Era il 25 febbraio scorso, il giorno seguente all’avvio dell’invasione russa che ha determinato l’inizio della guerra in Ucraina, quando Wang Yi, ministro degli Esteri cinese, ha esplicitato la posizione di Pechino circa il conflitto. Da quel momento la Cina è stata tirata in ballo diverse volte, soprattutto dal presidente statunitense Joe Biden e dalla Nato, con la richiesta di prendere una posizione di aperta condanna nei confronti della Russia. Ma ad ogni tiro di giacca, Pechino ha risposto stizzita, prima ricordando le responsabilità dell’Occidente nella situazione che si è prodotta, poi accusando la stessa Nato di diffondere fake news circa un presunto sostegno a Mosca.

La posizione della Cina nella guerra in Ucraina: un difficile equilibrio

La posizione della Cina in merito alla guerra in Ucraina, ritenuta da più parti l’attore che potrebbe sostanzialmente risolvere il conflitto, continua però ad essere una posizione di equilibrio, quasi di terzietà, anche se diversi elementi rendono difficile e assai delicato mantenere dritta la barra.
A spiegare l’articolato collocamento del gigante asiatico ai nostri microfoni è Alessandro Albana, ricercatore dell’Asia Institute dell’Università di Bologna.
«La posizione della Cina è stata formalizzata in cinque punti – ricorda Albana – di cui il primo rivendica il rispetto per la sovranità e l’integrità territoriale, assolutamente centrale per l’Ucraina».

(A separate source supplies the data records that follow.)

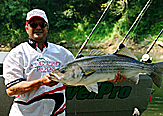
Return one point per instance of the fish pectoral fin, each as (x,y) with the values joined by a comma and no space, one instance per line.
(95,53)
(88,73)
(134,78)
(92,87)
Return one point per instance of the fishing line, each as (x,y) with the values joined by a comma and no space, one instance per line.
(141,16)
(84,44)
(151,46)
(133,24)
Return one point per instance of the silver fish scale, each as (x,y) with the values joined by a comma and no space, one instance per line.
(110,64)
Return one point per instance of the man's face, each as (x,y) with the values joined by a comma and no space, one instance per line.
(38,34)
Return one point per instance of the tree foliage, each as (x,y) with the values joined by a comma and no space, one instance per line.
(74,19)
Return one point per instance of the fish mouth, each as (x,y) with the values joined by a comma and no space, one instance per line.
(56,76)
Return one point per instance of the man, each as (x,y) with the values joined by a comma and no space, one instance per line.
(27,68)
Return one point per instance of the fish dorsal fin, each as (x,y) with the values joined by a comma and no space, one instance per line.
(88,73)
(125,52)
(95,53)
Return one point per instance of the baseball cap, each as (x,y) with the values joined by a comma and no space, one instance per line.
(36,13)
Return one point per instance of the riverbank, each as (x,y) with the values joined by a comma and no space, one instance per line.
(109,47)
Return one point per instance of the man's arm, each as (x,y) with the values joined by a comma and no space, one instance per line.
(27,86)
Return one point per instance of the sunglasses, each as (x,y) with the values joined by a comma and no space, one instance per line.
(34,25)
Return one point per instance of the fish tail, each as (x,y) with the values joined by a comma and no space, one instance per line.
(157,74)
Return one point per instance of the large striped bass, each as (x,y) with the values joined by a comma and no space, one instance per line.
(89,70)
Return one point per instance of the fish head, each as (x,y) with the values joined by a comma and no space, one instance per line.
(69,74)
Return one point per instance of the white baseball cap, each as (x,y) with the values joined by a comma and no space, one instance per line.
(36,13)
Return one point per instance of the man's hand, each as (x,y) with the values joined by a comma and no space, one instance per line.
(46,81)
(118,77)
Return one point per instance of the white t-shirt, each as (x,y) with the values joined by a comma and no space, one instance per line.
(26,63)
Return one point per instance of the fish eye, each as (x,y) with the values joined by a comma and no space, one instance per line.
(63,71)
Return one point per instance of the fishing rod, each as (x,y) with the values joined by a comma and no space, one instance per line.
(140,15)
(153,43)
(84,44)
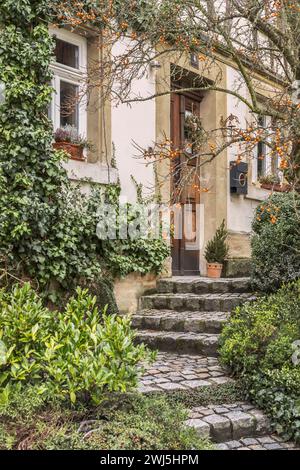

Nel secondo punto esplicitato da Pechino, però, si sostiene che la sicurezza di uno Stato non possa avvenire a spese altrui, che pende invece a favore della Russia. «Quello che segue è una dichiarazione esplicita rispetto al fatto che i processi di espansione ad est della Nato hanno determinato delle legittime preoccupazioni da parte russa – ricostruisce il ricercatore – e queste preoccupazioni devono essere ragionevolmente prese in considerazione».
Centrale appare il terzo punto dove la Cina afferma: «L’attuale situazione non è quella che vogliamo vedere».

Gli ultimi due punti del documento cinese sostengono infine la necessità di una soluzione pacifica del conflitto più velocemente possibile e il ruolo costruttivo del Consiglio di Sicurezza dell’Onu, che nel concreto significa l’abbandono dell’approccio sanzionatorio nei confronti della Russia.
«È un documento articolato e bilanciato – osserva Albana – dove vengono tenute in considerazione le necessità e le preoccupazioni che fanno riferimento all’Ucraina, ma vengono anche prese in considerazione alcune questioni che sono centrali di come la Russia considera le ragioni del proprio intervento».

Un difficile equilibrio, quindi, se si considera che da un lato Pechino ha ottimi rapporti sia con l’Ucraina che con Mosca. In particolare, con quest’ultima ha una partnership strategica e anche relazioni economiche, come quella per la fornitura di gas per circa 30 anni.
Al contempo, però, la Cina risulta infastidita dall’invasione russa, perché mette in crisi la sua stessa politica estera. «Se è vero che la Cina non ha mai condannato apertamente la Russia – sottolinea il ricercatore – è altrettanto vero che non ha mai sostenuto la sua condotta».

Quel che è certo è che la Nato, in particolare gli Stati Uniti, stanno tentando di far sbilanciare la Cina ed includerla tra le potenze che condannano Putin o comunque ne prendono le distanze.
«Quella della Nato, però, sembra essere un’operazione strumentale – sostiene Albana – perché è noto che le relazioni tra l’Occidente e la Cina sono tese da anni e non stanno certo migliorando. Il continuo richiamo a Pechino, quindi, non sembra avvenire in modo costruttivo, ma per metterla alla sbarra e questo non è sicuramente il modo per integrarla nel processo per arrivare ad una soluzione del conflitto».